It helps that the actress playing Mona Sterling is Mrs. John Slattery, Talia Balsam.

"Mad Men" creator Matthew Weiner, who had seen "Rabbit Hole," is glad he doesn't have to share Slattery with "Desperate Housewives" anymore. "We shot his episodes out of order so that we could have him because I didn't want to do the show without him," says Weiner. "He inhabits that guy."

While Slattery may be less closed off than his onscreen counterpart, he does share at least two traits with Roger Sterling, say past and current costars. "He's wickedly smart and wickedly funny," says Kyle Chandler of "Friday Night Lights," a Slattery colleague from "Homefront."

"I think I probably have a fairly cynical sense of humor and that sort of stuff appeals to me," Slattery says of the lines he gets to spout as Sterling. When asked what women might think of a product: "Who cares?" When asked what kind of agency ditches clients: "The kind where everybody has a summer home?"

"You could easily hate Roger Sterling, the things that he says," says Hendricks, Slattery's former, and perhaps future, onscreen mistress. "But the way John Slattery says it, he's got such a sense of humor, and charm, and loveliness about him that while he's saying these horrible things you can't keep your eyes off him."

It's true, when asked about a particularly nasty scene in which he had to mime vomiting, Slattery explains they used clam chowder and deadpans, "being a New Englander, I insisted."

During the hiatus following this cycle of 13 episodes, Slattery, who splits his time between Los Angeles and the Manhattan home he shares with Balsam and 10-year-old son Harry, doesn't have anything particular lined up.
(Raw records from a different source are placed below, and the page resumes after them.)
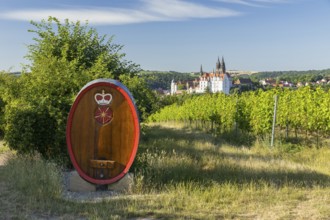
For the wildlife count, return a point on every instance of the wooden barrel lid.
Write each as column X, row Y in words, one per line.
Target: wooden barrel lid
column 103, row 131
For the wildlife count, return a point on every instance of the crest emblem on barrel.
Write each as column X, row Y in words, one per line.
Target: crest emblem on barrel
column 103, row 131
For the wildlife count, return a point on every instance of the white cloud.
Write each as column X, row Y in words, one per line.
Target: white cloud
column 254, row 3
column 148, row 11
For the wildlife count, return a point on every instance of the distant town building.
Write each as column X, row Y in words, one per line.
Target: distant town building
column 174, row 87
column 217, row 81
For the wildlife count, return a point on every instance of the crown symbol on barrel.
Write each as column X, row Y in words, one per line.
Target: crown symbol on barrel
column 103, row 99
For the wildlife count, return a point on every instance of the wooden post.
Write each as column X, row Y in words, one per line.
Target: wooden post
column 274, row 122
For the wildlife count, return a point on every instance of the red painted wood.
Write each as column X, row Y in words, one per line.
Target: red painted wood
column 89, row 139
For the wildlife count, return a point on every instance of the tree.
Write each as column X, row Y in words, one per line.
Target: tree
column 64, row 57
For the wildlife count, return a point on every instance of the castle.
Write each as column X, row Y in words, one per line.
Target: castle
column 217, row 81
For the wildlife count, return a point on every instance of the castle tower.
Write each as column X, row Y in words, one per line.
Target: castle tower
column 223, row 66
column 174, row 87
column 218, row 65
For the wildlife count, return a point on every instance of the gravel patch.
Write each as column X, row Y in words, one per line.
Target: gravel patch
column 97, row 196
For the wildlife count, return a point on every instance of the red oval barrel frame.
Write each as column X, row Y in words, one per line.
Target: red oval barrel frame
column 124, row 91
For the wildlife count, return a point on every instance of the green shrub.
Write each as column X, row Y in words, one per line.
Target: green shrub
column 31, row 129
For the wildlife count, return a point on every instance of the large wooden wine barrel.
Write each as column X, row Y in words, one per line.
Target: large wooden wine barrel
column 103, row 131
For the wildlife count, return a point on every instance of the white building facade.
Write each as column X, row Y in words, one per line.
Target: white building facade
column 217, row 81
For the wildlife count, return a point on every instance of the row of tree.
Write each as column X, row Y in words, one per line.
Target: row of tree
column 304, row 109
column 64, row 57
column 293, row 76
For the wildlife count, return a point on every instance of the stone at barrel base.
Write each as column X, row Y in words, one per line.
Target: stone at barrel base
column 123, row 185
column 78, row 184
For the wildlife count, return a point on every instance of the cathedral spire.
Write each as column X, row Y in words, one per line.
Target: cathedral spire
column 218, row 65
column 223, row 65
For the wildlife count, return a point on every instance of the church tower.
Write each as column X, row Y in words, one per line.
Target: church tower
column 218, row 66
column 223, row 66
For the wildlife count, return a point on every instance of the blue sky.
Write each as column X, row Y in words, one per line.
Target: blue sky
column 181, row 35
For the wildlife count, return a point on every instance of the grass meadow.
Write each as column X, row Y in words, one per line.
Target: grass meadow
column 182, row 173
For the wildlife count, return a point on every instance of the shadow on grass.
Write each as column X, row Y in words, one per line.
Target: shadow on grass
column 180, row 161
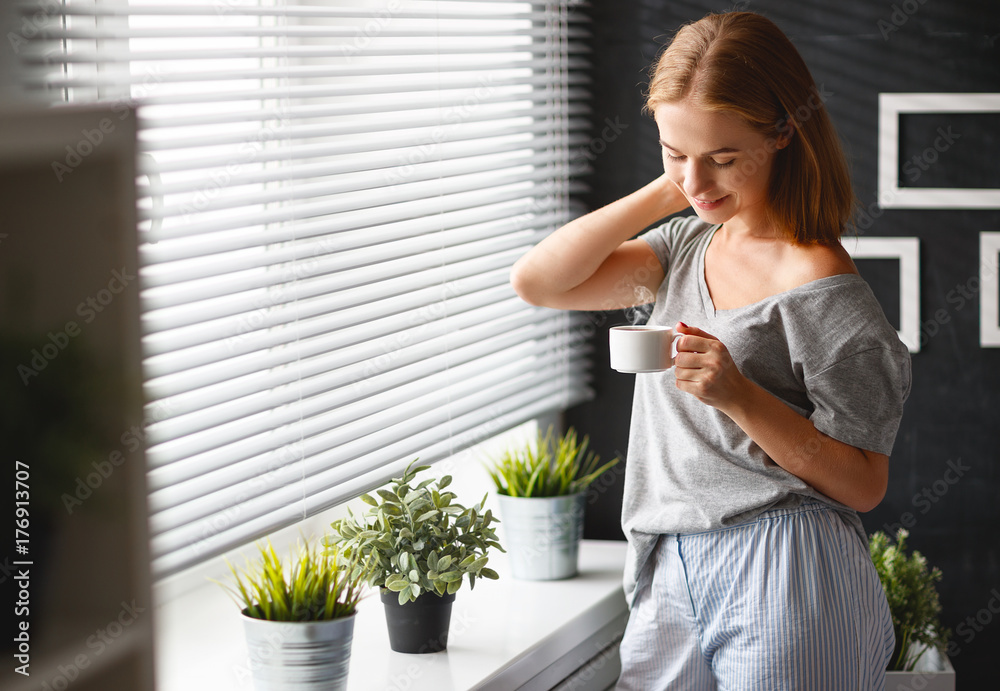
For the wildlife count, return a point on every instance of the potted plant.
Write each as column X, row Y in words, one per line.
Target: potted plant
column 541, row 488
column 919, row 659
column 417, row 545
column 298, row 617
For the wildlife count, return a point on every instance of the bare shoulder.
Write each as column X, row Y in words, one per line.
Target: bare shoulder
column 813, row 262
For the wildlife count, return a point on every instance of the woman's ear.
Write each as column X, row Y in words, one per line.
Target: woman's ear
column 785, row 136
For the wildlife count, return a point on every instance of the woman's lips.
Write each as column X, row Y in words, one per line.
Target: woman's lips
column 709, row 204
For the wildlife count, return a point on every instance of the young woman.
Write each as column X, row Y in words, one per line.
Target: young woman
column 748, row 460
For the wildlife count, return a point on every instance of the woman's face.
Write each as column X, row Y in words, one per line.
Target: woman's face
column 722, row 166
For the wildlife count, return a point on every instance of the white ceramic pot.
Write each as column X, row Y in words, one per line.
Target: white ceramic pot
column 542, row 535
column 299, row 656
column 932, row 673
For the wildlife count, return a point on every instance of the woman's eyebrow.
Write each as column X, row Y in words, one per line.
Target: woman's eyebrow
column 723, row 150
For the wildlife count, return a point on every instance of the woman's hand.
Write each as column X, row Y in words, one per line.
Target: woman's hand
column 705, row 369
column 848, row 474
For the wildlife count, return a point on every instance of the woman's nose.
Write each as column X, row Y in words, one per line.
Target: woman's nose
column 697, row 180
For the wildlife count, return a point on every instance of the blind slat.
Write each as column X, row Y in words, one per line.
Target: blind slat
column 327, row 227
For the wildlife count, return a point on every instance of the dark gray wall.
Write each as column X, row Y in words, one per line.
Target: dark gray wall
column 857, row 49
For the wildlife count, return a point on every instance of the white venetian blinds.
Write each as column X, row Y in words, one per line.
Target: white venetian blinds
column 332, row 196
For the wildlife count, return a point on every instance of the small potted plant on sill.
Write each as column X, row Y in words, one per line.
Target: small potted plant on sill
column 417, row 545
column 298, row 617
column 919, row 659
column 542, row 486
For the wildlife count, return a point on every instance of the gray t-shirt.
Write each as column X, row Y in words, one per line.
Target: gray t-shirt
column 825, row 348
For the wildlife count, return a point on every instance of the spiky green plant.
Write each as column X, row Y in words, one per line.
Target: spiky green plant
column 913, row 599
column 417, row 539
column 547, row 467
column 315, row 585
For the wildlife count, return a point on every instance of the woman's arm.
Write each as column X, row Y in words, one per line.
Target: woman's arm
column 854, row 477
column 590, row 263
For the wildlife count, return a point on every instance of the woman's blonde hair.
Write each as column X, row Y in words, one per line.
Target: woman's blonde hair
column 742, row 63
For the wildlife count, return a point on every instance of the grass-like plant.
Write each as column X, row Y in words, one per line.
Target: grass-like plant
column 418, row 539
column 547, row 467
column 316, row 585
column 913, row 599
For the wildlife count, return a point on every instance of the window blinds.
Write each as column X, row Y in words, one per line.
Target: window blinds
column 332, row 195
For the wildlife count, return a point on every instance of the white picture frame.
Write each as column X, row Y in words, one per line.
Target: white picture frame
column 890, row 194
column 989, row 286
column 906, row 251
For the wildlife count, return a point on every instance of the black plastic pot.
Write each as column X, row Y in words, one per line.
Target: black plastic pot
column 420, row 626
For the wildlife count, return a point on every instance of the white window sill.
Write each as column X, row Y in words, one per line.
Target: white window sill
column 505, row 634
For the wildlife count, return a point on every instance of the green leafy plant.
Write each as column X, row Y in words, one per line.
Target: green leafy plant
column 913, row 599
column 547, row 467
column 316, row 585
column 417, row 539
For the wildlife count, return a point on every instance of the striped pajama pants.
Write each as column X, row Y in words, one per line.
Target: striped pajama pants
column 789, row 601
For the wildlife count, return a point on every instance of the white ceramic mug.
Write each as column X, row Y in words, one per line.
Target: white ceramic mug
column 636, row 349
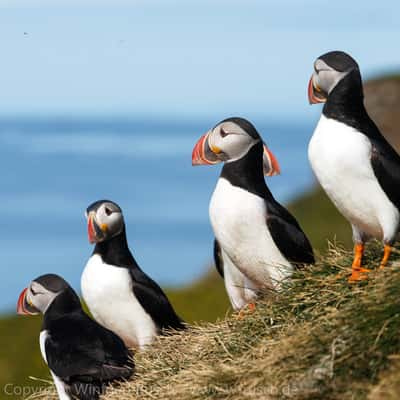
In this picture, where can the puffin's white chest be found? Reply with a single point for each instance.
(238, 219)
(108, 293)
(62, 395)
(340, 157)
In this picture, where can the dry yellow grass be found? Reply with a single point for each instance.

But he's confident he'll find something. In the meantime, he's going to surf, a passion he picked up during summer vacations on the Cape and Long Island.

"It's like the perfect antidote to show business," he says. "I love Los Angeles, but sitting by the phone with every other [shnook] in town and waiting for someone to call and give you a job is a really good way to induce an anxiety attack. Being in the ocean away from all that is a good way to get rid of one."

About to take his leave from the restaurant, Slattery laughs good-naturedly when told of the surreptitious visit from the waitress, but admits to tiring of reciting his many roles. Maybe after the second season of "Mad Men" and the Emmy nomination, he muses, "I won't have to."

Just as Slattery heads out the door, a diner at an outside table who spied the actor inside rushes up to get an autograph on the "Mad Men" poster he retrieved from his car. He knows exactly who John Slattery is.